I think that this approach ends up with confusion as well. Maybe we end up with 
UserDefaults and NSUserDefaults? One is written in Swift and other is not, but 
what difference would that make to the caller? Swift itself is not written 
completely in Swift. Instead, let’s have one UserDefaults that has an API 
appropriate for Swift. You’ve seen some of that already with changes to the 
names of its methods 
(https://github.com/apple/swift/blob/master/apinotes/Foundation.apinotes#L575 
as one example, which takes advantage of overloading to simplify the API).

> Side Note: I would also REALLY like to see a swift native improvement on 
> NSAttributedString with native literal support.

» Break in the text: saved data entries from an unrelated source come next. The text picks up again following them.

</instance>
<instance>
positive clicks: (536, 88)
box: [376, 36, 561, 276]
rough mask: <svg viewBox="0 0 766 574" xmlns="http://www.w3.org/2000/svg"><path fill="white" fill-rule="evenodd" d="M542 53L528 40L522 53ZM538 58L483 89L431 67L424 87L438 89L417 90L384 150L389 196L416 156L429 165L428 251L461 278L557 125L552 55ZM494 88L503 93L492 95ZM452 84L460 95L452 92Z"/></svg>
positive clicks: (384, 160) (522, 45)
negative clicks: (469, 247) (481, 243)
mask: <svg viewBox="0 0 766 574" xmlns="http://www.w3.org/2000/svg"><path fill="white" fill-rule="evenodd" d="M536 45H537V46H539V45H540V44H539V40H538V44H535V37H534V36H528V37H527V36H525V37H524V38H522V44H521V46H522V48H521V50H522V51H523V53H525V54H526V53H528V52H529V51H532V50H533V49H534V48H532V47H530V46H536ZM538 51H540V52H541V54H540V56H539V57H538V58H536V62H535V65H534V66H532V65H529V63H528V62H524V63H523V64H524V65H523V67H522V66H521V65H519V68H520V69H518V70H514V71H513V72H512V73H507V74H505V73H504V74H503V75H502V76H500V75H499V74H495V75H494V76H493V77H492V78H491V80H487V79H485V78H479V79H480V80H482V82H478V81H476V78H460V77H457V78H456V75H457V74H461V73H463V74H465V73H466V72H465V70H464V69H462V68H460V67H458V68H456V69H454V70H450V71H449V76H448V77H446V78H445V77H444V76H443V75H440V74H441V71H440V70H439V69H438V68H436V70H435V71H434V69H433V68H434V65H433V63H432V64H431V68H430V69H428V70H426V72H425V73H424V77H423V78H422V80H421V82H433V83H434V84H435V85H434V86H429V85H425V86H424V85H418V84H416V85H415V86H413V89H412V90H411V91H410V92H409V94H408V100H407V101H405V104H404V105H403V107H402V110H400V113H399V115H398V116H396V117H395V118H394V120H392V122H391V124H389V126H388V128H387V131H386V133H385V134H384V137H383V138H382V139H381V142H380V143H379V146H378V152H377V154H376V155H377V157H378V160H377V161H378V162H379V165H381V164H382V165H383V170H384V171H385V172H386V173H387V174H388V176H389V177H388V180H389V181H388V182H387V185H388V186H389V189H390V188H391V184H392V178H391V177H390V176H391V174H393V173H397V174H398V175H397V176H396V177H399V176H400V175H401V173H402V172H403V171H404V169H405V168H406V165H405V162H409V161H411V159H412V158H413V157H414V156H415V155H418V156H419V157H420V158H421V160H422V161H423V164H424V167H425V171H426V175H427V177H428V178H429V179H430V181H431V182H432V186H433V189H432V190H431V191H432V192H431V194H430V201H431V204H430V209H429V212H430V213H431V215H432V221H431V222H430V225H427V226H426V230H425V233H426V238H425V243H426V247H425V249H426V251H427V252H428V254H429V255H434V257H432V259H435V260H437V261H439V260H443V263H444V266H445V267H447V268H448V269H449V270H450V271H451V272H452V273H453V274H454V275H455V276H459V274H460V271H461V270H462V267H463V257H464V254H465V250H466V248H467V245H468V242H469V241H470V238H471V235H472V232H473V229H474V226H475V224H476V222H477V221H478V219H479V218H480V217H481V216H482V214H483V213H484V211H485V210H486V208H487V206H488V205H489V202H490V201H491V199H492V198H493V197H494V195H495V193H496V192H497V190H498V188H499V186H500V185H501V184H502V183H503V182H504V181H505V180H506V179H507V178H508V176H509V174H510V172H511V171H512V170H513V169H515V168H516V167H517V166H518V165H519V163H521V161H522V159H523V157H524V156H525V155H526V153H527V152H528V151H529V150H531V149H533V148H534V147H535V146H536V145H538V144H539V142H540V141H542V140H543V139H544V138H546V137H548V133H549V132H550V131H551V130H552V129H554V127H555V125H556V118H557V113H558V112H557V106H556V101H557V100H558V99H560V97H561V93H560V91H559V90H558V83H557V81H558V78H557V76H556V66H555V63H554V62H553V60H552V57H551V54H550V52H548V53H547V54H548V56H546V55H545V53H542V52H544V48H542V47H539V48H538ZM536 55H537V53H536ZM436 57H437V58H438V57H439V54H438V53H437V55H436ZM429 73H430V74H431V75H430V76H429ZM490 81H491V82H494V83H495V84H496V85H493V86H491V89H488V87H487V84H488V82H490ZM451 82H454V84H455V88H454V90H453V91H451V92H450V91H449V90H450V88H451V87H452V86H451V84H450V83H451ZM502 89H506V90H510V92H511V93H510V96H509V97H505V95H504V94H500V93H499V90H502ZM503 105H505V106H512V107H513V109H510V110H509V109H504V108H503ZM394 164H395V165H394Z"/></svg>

NSAttributedString was part of the value types proposal at the beginning but 
deferred for a few practical reasons. One reason is that I want additional 
existential support in the language first. AttributedString has the concept of 
a “longest effective run”, which is calculated by checking for equality between 
attributes. Attributed string should allow for AnyEquatableAndCopyable members 
of its attribute dictionary. A second problem is that the entire Cocoa text 
system (and hundreds of higher level APIs) are based on top of the NSString 
Index concept, which is hidden behind the unicodeScalar view of Swift.String. I 
would like a more unified story of how these two can interoperate before we 
revamp the base type.

Both of these are solvable, but they require time to collaborate between teams 
to decide what the right platform-wide approach is. We’ll do it, but it will 
not happen immediately.

> 
>> There’s no question that we can improve Coding for Swift. I have actually 
>> explored this area quite a bit although I don’t have anything planned for 
>> Swift 3 at this time.
>> 
>> The general point is though, that we can do it by extending Foundation in 
>> that direction over time. In fact, keyed archiving is the perfect example of 
>> how we were able to do just that in the past in Objective-C. NSArchiver 
>> already existed and served a particular purpose, so we extended the concept 
>> into NSKeyedArchiver using the facilities available to us at the time.
> I would be curious to hear about your explorations (either in another thread 
> or offlist)
> 
> I have written a couple of experimental versions of an improved Coding system 
> for Swift.  The key idea is to use closures to allow coding of arbitrarily 
> complex nested types (e.g an array of tuples of Dictionaries: [(String, 
> [String:Int])] ).  It works pretty well, but unfortunately currently taxes 
> the compiler to the point where it randomly crashes during compilation.  I am 
> waiting for the new generics stuff to come online before I explore further, 
> since I believe that will dramatically simplify the code.
> 
> The other idea which I would like to see replicated is that it codes to an 
> intermediate format which can then be transformed to/from binary data, XML, 
> BSON (JSON + some representation for Binary Data) or some other format...
> 
> It also interoperates very well with existing NSCoding classes, which is an 
> important feature.
> 
> Thanks,
> Jon

One thing to think about here is what the role of NSCoding is in the first 
place. It was designed to support archiving of UI objects to nib files. It has 
been pressed into service for all kinds of other interesting tasks since; UI 
state restoration, document formats, and IPC wire protocol, to name a few. It 
may be worthwhile to decide if these are really all the same use case or not. 
I’m honestly not sure yet. Some of these are very focused on dynamic behavior 
(that is, the object graph is not known in advance). For some, custom object 
types are really important (NSXPC takes full advantage of this, and is 
basically its reason for existence over the raw libxpc API). For others it is 
not (a raw document file of one million double values). Some of these have 
different performance requirements than others (archiving fast is important to 
IPC but unarchiving fast is important to loading nib files).